但是他怕有人遇到赵二妞的话,双方都有应激反应,就先把它带到了二楼,藏在最角落的一间房间里。
他用房间里的棉垫,铺在地上做了一个窝,拍着示意东北金渐层:
“我去给你找些吃的,你就在这里不要出去,知道吗?”
赵二妞走到棉垫上卧下,还把肚皮露了出来。
猫科动物露出肚皮,既有信任的意思,也是精神完全放松的信号。
赵青禾下到一楼,把背筐放到了自己的屋里后,然后往厨房去。
才走到厨房门口,他就故意大声说话:“娘,咋这么热闹?”
进入厨房后,他才发现,厨房里忙的人,都是杨柳屯的妇女,赶忙婶子、嫂子的喊了一圈。
赵大娘盘着一块和好的二合面,正在把面剂子团成蒸馍,看到是他,有些惊讶地说:
“老儿子,你咋这血糊淋拉的跑回来了?你爹不是让你再山上看东西吗?”
她没说熊虎斗的事,一个可能是赵老爹没跟她说,还有可能是人多她不好说透。
“娘,我没事,婶子嫂子们咋晚上来了?”
赵青禾心不在焉的回答。
赵大娘很想摸摸儿子,又发现自己手上全是面,手足无措地回答者问题:
“你爹说,今晚林矿场要来很多人进山,让准备二十人份的吃食,俺找你婶子嫂子们来帮忙。你爹还在路口等林矿场来的人,说你在山上看东西。你这是?”

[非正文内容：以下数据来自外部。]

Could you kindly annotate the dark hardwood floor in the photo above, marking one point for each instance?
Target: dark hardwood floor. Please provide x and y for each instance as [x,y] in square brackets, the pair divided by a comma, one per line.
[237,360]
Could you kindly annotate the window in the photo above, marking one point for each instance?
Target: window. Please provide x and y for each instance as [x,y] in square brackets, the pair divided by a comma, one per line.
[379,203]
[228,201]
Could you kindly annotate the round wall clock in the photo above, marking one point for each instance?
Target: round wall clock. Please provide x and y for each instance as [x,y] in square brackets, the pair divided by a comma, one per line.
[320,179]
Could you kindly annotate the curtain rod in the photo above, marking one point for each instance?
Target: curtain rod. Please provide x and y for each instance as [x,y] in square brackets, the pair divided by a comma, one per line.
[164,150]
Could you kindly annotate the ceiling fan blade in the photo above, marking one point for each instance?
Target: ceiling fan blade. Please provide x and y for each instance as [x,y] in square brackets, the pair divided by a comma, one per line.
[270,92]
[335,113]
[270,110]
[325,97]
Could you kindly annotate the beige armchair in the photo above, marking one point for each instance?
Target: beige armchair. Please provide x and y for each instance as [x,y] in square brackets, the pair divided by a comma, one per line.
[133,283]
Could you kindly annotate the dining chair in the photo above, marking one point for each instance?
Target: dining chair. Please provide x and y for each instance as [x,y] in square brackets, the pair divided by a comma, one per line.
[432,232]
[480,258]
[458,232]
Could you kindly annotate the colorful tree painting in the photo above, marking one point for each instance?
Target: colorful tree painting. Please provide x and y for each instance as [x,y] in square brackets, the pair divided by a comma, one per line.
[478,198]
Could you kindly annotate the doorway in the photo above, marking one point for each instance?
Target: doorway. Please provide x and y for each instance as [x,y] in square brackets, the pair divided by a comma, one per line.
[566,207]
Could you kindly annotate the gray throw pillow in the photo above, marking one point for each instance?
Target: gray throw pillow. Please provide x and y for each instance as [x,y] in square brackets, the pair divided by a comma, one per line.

赵青禾听了母亲的话,才更加意识到,死了一个东北金渐层,是多么重大的一件事情。
他挠着头发,对母亲说:“娘,我饿了,下来拿些吃的再上山。”
“嗐,你爹个老东西,我说带俩鸡蛋就只带俩鸡蛋,看把俺的老儿子饿的,那边的柜子里还有馒头和咸菜,我去给你拿。”
老儿子就是最小的儿子,在白山黑水这里的家庭里,是格外受宠那个,赵大娘虽然是河南人,但迁到白山黑水三十多年,说话做事的习惯已经完全变了。
和老儿子一样的道理,老就是小的意思,老姑娘就是最小的女儿,老舅就是最小的舅舅,老姑就是最小的姑姑。
“娘,你手上全是生面,我自己拿。”
赵青禾主要是想给赵二妞找吃食,赶紧拦住要拿东西的母亲。
打开柜子,除了馒头和咸菜,还挂着一块三四指宽的肉,他也分不清是狍子肉还是大个子肉。
赵老爹是护林站站长,周边屯子砍柴用木头都归他管,还领工资手里有现钱,乡里乡亲借钱应急也找他,在周边威望很大,常常有人送东西过来。
这一大块分不清是狍子肉还是大个子肉,肥瘦相间得有三四斤,显然是那个村民送来的。
厨房里除了赵青禾有五个人,没人想到他会偷自家的东西,还是偷了一块生肉。
他身上的衣服已经很脏了,把一块生肉掖在怀里也不在乎,又拿了两个馒头夹咸菜就往厨房外走。
等出了厨房,站在阴影里才说话:“娘,我再回屋灌点水,和吃食一起,再上山路上边走边吃。”